C) Ich betone noch einmal: Die rechtliche Bewertung, wer und ob überhaupt die USA und/oder Russland den Vertrag verletzt haben, ist politisch nach meinem Verständnis des Vorgangs unerheblich – wer diese Diskussion aufgreift, entscheidet sich, auf die Propaganda-Ebene zu gehen. Das Narrativ „Mit einem Rechtsbrecher kann man keine Verträge halten“ mag verfangen, ist aber rechtsstaat-widrig. Eine Parteien-Äußerung wie die der NATO: ‚Wir erklären, wir sind im Recht’, hat mindestens einiges an Chuzpe, man kann aber auch sagen: ist eine Steilvorlage für die Kabaretts – hat aber auch Tradition, reiht sich in entsprechende Äußerungen ein nach dem Muster: ‚Wir haben lediglich defensive Absichten, vor unserer Rüstung musst Du Dich nicht fürchten.’

Dessen ungeachtet mag ein Zeitgenosse das Bedürfnis haben, auch diesen Punkt, den des Rechtsbruchs, geklärt zu sehen. Der auf russischer Seite ist ja ziemlich dürftig nur verhangen. Schwieriger erscheint es auf US-Seite. Aber wenn man hinschauen will, ist auch dort der Durchblick nicht so schwierig.

Deswegen hier dazu ein Lesetipp, von Theodore A. Postol, im Bulletin of the Atomic Scientists in den USA erschienen. Wer das rechtlich verstehen will, muss in die Technik moderner Raketen-Abschuss-Systeme einsteigen. Die Struktur ist: Technisch haben wir eine Entwicklung hinter uns, dass die Launcher All-Zweck-Einrichtungen geworden sind. Die dual-use-Problematik hat dort Einzug gehalten. Was da, mit welcher Reichweite zu welchem Zweck und mit welchem Sprengkopf gestartet werden kann, ist innerhalb weniger Stunden durch andere Software-Aufspielungen änderbar.

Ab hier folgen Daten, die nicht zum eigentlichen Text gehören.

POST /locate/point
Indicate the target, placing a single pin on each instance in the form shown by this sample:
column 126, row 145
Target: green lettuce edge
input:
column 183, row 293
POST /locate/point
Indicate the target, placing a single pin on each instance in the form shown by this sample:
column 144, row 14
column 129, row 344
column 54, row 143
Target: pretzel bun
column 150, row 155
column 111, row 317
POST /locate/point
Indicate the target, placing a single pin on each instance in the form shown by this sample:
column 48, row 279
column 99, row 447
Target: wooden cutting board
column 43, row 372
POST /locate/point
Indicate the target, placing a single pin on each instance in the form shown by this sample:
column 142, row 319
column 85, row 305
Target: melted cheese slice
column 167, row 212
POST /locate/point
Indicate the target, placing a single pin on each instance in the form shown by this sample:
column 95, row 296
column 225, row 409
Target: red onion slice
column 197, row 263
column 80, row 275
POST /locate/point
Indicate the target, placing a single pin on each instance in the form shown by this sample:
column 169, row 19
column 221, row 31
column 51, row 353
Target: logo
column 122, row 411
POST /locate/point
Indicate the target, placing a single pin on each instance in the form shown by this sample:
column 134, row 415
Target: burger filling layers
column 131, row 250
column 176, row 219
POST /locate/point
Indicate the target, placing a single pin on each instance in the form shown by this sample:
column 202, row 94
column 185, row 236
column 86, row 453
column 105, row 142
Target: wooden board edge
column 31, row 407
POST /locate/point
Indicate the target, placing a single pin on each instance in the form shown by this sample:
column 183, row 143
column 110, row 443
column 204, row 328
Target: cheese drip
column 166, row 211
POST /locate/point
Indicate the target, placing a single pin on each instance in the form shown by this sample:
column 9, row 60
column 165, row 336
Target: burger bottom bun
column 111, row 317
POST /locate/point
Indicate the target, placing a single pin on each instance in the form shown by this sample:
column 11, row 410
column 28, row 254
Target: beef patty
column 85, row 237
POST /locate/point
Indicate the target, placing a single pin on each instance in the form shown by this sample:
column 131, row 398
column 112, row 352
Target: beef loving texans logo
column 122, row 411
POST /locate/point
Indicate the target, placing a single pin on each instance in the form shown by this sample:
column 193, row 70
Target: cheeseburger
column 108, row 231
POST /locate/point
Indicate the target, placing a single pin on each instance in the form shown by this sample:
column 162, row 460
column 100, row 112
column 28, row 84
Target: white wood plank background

Die Aussage der USA, von der NATO einstimmig getragen, besagt im Klartext: Wir haben die entsprehende vertragsverletzende Software bislang nicht aufgespielt. Man erkennt daran, dass es nicht darum gehen kann, ob diese Aussage richtig oder falsch ist – das ist schlicht unerheblich. Damit ist kein Vertrauen und keine Stabilität erreichbar.